Researchers have discovered a dormant black hole outside the Milky Way.
The stellar-mass black hole was observed in a nearby galaxy by a team of international scientists.
The newly discovered black hole is at least nine times the mass of the sun and orbits a hot blue star weighing 25 times the mass of the sun.
The star that gave birth to the black hole disappeared without any signs of an associated supernova explosion, the study suggests.
Stellar-mass black holes form when massive stars reach the end of their lives and collapse under their own gravity.
In a system of two stars orbiting each other, this process leaves behind an orbiting black hole with a bright companion star.
This black is considered dormant if it does not emit high levels of X-radiation, which is how these black holes are usually detected.
Dormant black holes are difficult to spot because they interact little with their environment.
The researchers had been searching for binary black hole systems for more than two years and are particularly excited about the discovery, known as VFTS243.
Paul Crowther, Professor of Astrophysics at the University of Sheffield, said: “This is a very exciting discovery.
“Although a number of dormant black hole candidates have been proposed, this is the first to be unambiguously detected outside our galaxy.”
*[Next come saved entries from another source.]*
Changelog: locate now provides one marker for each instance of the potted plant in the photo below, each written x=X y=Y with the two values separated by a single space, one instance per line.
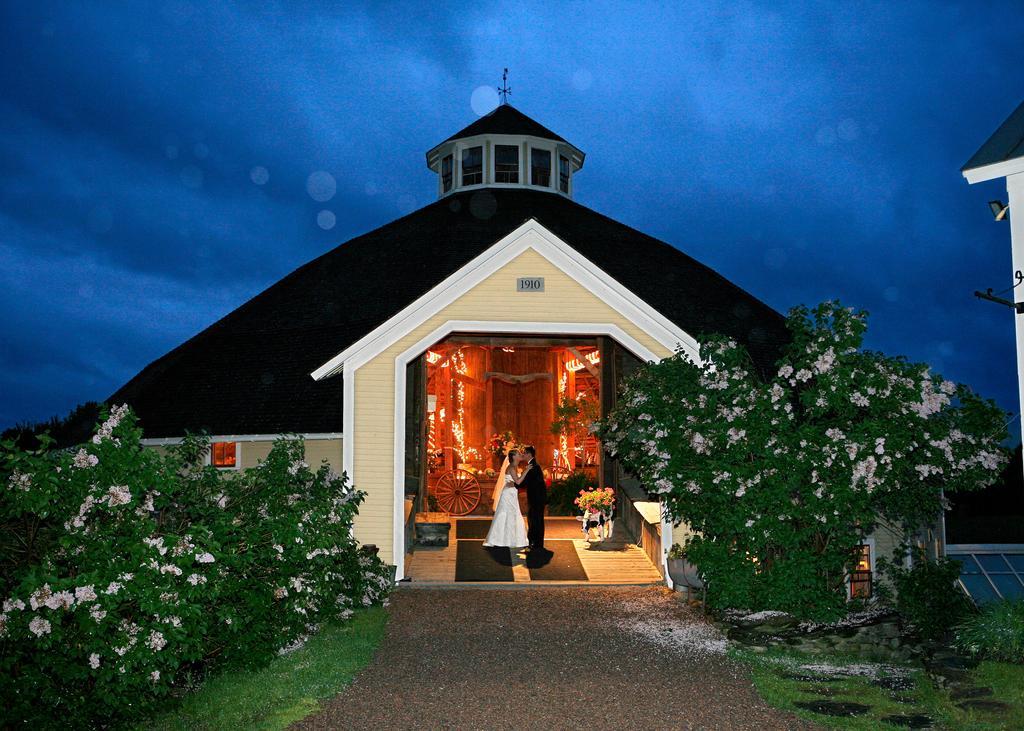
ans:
x=682 y=571
x=433 y=526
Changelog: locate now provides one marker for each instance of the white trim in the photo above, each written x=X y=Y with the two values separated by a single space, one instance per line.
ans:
x=528 y=235
x=984 y=548
x=994 y=170
x=166 y=441
x=407 y=356
x=667 y=526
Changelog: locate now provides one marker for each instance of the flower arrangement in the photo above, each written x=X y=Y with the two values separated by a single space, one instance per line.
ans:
x=598 y=500
x=502 y=442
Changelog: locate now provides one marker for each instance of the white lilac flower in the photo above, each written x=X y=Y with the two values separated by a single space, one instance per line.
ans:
x=118 y=495
x=156 y=641
x=84 y=460
x=59 y=600
x=156 y=543
x=19 y=480
x=39 y=627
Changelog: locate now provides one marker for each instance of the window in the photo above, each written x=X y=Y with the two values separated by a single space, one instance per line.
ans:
x=446 y=173
x=472 y=166
x=563 y=173
x=860 y=576
x=224 y=454
x=506 y=163
x=540 y=167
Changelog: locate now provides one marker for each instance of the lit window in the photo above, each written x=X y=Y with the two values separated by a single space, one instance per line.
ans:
x=472 y=166
x=506 y=163
x=446 y=173
x=860 y=576
x=540 y=167
x=223 y=454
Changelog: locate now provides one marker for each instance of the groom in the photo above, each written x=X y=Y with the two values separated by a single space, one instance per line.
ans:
x=537 y=499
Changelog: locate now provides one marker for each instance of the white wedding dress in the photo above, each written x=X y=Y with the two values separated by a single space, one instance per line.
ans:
x=507 y=527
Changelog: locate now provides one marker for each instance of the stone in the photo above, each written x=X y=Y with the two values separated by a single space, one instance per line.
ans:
x=910 y=721
x=833 y=707
x=822 y=690
x=894 y=683
x=966 y=692
x=904 y=699
x=983 y=704
x=807 y=678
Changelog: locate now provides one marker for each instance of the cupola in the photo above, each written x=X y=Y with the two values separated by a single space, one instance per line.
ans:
x=505 y=148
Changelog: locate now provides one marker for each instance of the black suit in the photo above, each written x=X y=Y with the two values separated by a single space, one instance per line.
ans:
x=537 y=499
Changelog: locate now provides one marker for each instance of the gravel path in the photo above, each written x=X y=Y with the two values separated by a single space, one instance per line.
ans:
x=551 y=658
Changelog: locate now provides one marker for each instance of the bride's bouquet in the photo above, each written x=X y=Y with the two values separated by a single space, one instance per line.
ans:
x=503 y=442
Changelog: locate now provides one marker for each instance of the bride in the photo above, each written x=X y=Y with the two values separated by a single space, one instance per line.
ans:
x=507 y=526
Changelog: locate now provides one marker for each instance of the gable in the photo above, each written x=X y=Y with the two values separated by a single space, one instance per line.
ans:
x=576 y=280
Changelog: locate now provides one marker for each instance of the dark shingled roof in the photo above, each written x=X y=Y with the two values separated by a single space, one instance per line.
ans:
x=506 y=119
x=1006 y=143
x=249 y=372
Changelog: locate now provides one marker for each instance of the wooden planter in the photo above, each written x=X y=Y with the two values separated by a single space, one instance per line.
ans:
x=432 y=528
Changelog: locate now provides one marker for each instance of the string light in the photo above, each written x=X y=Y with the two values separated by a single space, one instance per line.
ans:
x=576 y=364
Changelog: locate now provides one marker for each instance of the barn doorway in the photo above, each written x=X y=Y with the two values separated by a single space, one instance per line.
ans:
x=471 y=395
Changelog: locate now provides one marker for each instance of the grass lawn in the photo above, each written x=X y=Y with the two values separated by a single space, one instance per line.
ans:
x=288 y=689
x=1006 y=680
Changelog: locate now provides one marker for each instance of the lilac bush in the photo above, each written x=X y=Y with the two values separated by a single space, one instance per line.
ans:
x=126 y=572
x=783 y=474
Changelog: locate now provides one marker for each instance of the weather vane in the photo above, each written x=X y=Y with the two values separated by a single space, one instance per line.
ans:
x=504 y=90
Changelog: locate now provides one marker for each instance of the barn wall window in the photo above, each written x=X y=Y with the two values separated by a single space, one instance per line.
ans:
x=860 y=575
x=563 y=173
x=224 y=455
x=506 y=163
x=472 y=166
x=540 y=167
x=446 y=167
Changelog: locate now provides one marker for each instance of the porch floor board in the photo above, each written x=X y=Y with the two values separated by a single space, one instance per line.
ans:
x=604 y=562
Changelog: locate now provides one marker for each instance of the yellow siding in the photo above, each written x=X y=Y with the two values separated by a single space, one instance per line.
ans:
x=563 y=300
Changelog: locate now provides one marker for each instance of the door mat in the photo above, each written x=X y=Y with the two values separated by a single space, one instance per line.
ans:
x=473 y=562
x=471 y=529
x=559 y=562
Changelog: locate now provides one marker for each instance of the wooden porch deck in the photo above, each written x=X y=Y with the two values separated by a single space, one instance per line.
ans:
x=605 y=562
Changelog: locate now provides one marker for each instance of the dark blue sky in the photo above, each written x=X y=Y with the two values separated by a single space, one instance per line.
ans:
x=805 y=154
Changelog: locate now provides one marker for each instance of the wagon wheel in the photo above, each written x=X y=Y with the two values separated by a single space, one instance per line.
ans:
x=458 y=492
x=560 y=470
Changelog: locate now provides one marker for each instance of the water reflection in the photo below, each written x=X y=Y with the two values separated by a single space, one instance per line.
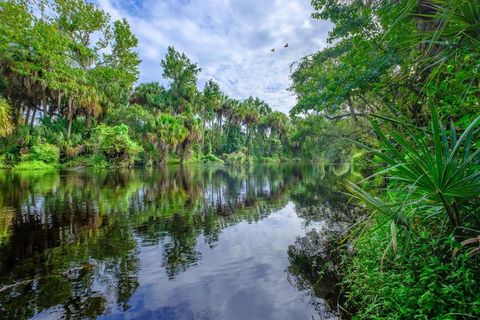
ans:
x=182 y=243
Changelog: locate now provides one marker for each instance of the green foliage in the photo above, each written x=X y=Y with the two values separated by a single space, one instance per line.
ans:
x=115 y=144
x=44 y=152
x=6 y=125
x=34 y=165
x=211 y=158
x=425 y=283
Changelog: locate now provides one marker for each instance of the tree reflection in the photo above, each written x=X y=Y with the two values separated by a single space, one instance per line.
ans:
x=69 y=241
x=314 y=258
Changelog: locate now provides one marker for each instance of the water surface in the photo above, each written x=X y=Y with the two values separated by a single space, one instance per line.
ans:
x=193 y=242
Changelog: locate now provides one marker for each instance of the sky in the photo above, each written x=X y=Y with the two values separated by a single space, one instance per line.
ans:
x=231 y=40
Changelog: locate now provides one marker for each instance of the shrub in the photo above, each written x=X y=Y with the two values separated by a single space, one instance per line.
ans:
x=423 y=284
x=34 y=165
x=211 y=158
x=115 y=144
x=44 y=152
x=238 y=157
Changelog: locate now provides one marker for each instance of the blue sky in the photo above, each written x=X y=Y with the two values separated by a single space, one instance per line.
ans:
x=231 y=40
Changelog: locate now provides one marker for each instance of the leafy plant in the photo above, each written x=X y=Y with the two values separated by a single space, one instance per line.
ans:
x=44 y=152
x=435 y=169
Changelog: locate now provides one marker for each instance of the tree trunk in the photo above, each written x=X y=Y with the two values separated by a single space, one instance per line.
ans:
x=33 y=117
x=27 y=115
x=70 y=117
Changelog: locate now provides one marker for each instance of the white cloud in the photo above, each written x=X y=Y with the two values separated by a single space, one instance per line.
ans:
x=229 y=39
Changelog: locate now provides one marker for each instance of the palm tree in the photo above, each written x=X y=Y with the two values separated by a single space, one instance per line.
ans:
x=6 y=125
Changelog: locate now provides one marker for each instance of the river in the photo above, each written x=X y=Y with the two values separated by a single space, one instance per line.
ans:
x=186 y=242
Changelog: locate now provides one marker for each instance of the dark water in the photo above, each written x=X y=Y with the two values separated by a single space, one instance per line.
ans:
x=182 y=243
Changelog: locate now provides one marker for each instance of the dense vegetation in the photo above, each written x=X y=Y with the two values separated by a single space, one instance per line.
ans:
x=407 y=72
x=67 y=75
x=400 y=79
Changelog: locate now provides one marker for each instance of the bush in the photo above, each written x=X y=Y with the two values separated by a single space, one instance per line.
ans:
x=426 y=283
x=238 y=157
x=34 y=165
x=94 y=161
x=211 y=158
x=115 y=144
x=44 y=152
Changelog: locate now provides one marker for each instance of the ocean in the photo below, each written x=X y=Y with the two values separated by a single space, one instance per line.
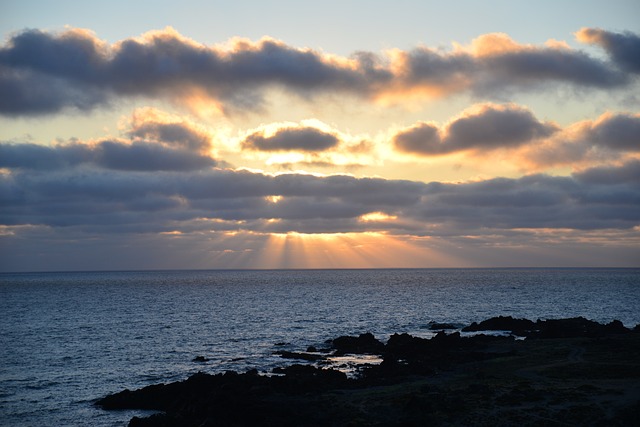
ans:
x=67 y=339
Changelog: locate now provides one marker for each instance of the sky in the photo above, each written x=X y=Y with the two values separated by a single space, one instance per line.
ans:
x=335 y=134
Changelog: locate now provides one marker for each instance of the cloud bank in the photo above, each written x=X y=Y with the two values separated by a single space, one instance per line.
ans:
x=45 y=73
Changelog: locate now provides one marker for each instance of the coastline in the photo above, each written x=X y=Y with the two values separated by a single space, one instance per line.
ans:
x=567 y=371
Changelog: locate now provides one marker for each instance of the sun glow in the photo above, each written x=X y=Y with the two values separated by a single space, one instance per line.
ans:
x=342 y=250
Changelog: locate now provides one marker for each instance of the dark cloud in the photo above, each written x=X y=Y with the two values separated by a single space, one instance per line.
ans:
x=125 y=201
x=118 y=155
x=487 y=127
x=627 y=174
x=617 y=131
x=43 y=72
x=292 y=139
x=623 y=48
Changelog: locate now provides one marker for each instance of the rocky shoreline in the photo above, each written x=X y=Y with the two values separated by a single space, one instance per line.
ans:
x=558 y=372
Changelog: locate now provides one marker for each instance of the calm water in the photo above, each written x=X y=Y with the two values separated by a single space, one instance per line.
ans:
x=69 y=338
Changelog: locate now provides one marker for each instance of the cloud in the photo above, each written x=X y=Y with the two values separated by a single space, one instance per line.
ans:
x=482 y=128
x=205 y=200
x=623 y=48
x=44 y=73
x=159 y=142
x=611 y=137
x=292 y=139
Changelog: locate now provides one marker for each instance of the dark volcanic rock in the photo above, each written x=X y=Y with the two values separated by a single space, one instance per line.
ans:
x=302 y=356
x=362 y=344
x=403 y=389
x=435 y=326
x=503 y=323
x=575 y=327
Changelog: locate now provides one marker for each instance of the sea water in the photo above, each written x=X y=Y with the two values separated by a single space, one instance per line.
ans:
x=67 y=339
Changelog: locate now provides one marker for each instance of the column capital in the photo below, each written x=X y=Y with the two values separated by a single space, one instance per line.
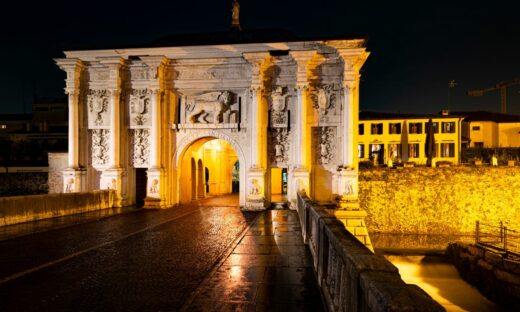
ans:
x=302 y=59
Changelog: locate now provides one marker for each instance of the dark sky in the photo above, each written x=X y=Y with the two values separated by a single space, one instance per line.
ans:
x=416 y=46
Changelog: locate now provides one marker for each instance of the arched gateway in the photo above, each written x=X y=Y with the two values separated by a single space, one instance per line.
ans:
x=287 y=109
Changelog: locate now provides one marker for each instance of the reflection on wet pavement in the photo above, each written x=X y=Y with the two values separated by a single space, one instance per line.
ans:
x=269 y=270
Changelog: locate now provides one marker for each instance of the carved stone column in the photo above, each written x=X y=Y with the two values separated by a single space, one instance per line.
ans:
x=113 y=176
x=155 y=174
x=299 y=175
x=74 y=176
x=256 y=173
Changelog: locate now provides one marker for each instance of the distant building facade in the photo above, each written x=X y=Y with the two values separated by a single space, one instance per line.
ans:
x=401 y=137
x=491 y=130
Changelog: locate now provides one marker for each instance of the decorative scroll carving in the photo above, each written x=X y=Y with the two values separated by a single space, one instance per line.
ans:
x=141 y=144
x=324 y=100
x=278 y=107
x=100 y=147
x=279 y=147
x=209 y=107
x=326 y=147
x=140 y=107
x=98 y=107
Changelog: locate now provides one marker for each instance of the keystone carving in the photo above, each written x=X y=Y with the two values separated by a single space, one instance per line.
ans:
x=98 y=107
x=209 y=107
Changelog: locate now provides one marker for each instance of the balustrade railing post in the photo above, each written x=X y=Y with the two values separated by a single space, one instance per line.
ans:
x=501 y=232
x=505 y=239
x=477 y=240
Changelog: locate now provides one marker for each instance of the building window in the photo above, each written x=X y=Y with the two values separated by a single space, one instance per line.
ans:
x=413 y=150
x=394 y=151
x=361 y=150
x=361 y=129
x=447 y=149
x=415 y=128
x=435 y=127
x=394 y=128
x=376 y=129
x=448 y=127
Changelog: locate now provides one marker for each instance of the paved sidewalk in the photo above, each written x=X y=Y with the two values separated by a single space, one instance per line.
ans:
x=270 y=269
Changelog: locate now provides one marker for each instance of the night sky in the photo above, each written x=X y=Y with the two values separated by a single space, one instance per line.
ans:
x=416 y=46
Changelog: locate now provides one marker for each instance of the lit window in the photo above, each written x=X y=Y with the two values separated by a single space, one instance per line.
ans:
x=448 y=127
x=361 y=129
x=413 y=150
x=394 y=151
x=447 y=149
x=361 y=150
x=394 y=128
x=376 y=129
x=415 y=128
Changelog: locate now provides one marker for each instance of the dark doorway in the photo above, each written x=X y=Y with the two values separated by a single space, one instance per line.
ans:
x=140 y=187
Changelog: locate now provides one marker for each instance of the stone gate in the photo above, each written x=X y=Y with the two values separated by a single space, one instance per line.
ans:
x=291 y=105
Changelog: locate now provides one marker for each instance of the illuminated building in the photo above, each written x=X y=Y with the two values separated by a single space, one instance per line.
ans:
x=139 y=118
x=401 y=138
As part of the research team, Professor Crowther worked with Tomer Shenar of the Institute of Physics and Astronomy, who started the study at KU Leuven in Belgium and is now a Marie Curie Fellow at the University of Amsterdam in the Netherlands.
Dr Shenar said: “We have identified a needle in a haystack.
“The star that formed the black hole in VFTS 243 appears to have collapsed entirely, with no signs of a previous explosion.
“Evidence for this direct collapse scenario has emerged recently, but our study provides arguably one of the most direct indications.
“This has huge implications for the origin of black hole mergers in the cosmos.”
The black hole in VFTS 243 was found using six years of observations of the Tarantula Nebula by the Fiber Large Array Multi Element Spectrograph (Flames) instrument on the European Southern Observatory’s Very Large Telescope.
The study is published in Nature Astronomy.